# 90 Gallon Planted Community Tank



## Tovarish (Nov 10, 2011)

Finally got a little time to make a few photos to share this planted community tank. 

This tank was setup 10 months ago but CO2 introduced about 6 months back. So far I have not dosed this with anything but what fish produces.


90 Gallon (48x24x18)
Stingray Stand
AquaticLife 4 x 54W T5HO (2 x 10000K, 2 x Rosette Bulbs)
2 x Eheim 2217 filters
1 x Tunze Silence 1073.04 pump (drives heater and CO2 reactor)

Flourite Substrate
10 LBs CO2 tank
Milwaukee Regulator
AquaticLife PH Controller
AquaMedic CO2 Reactor
Hydor Inline 300W heater

INTAKE: 1 and 1/4" PVC has 2 x 1" intake strainers and is split into 3 under the shelf to feed 1 pump and 2 filters
RETURN: 3/4" return split in two with loc-line, 2 eheim spraybars

Flora:
Plants I need to identify eventually.

Fauna:
1 Angel Fish
3 Pearl Gouramis
1 Bristle-nose Pleco
4 Rainbowfish
5 Zebra Danios
5 Baloon Mollies
2 SAEs
7 Panda Corries
15 Cardinal Tetras and a few Neons 
1 Ghost Shrimp and some Cherry Shrimps
a very large quantity of trumpet snails


----------



## Tovarish (Nov 10, 2011)

Some pics below, I am still using older pocket size canon so sorry about non professional quality of pics.


----------



## Jiinx (Apr 5, 2012)

lovely photos of your fauna!
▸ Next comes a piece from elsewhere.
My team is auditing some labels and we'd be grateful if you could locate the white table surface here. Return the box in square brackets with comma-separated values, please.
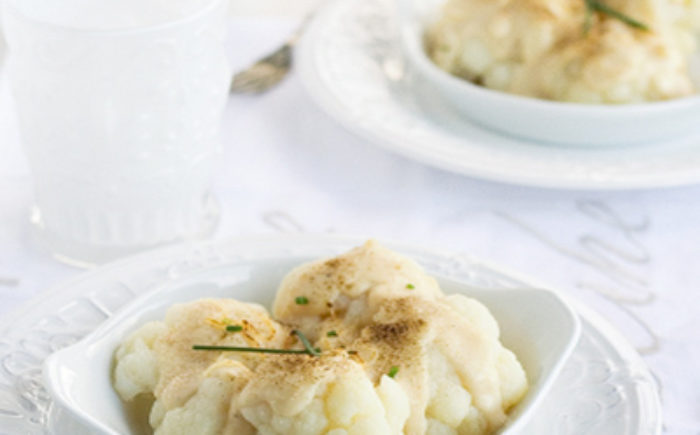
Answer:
[1, 9, 699, 435]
I'd love to see a full tank shot!


----------



## Tovarish (Nov 10, 2011)

Jiinx said:


> lovely photos of your fauna! I'd love to see a full tank shot!


Still experimenting on how to post pics best so added some inline with the full tank photo (how did I miss that one lol) first


----------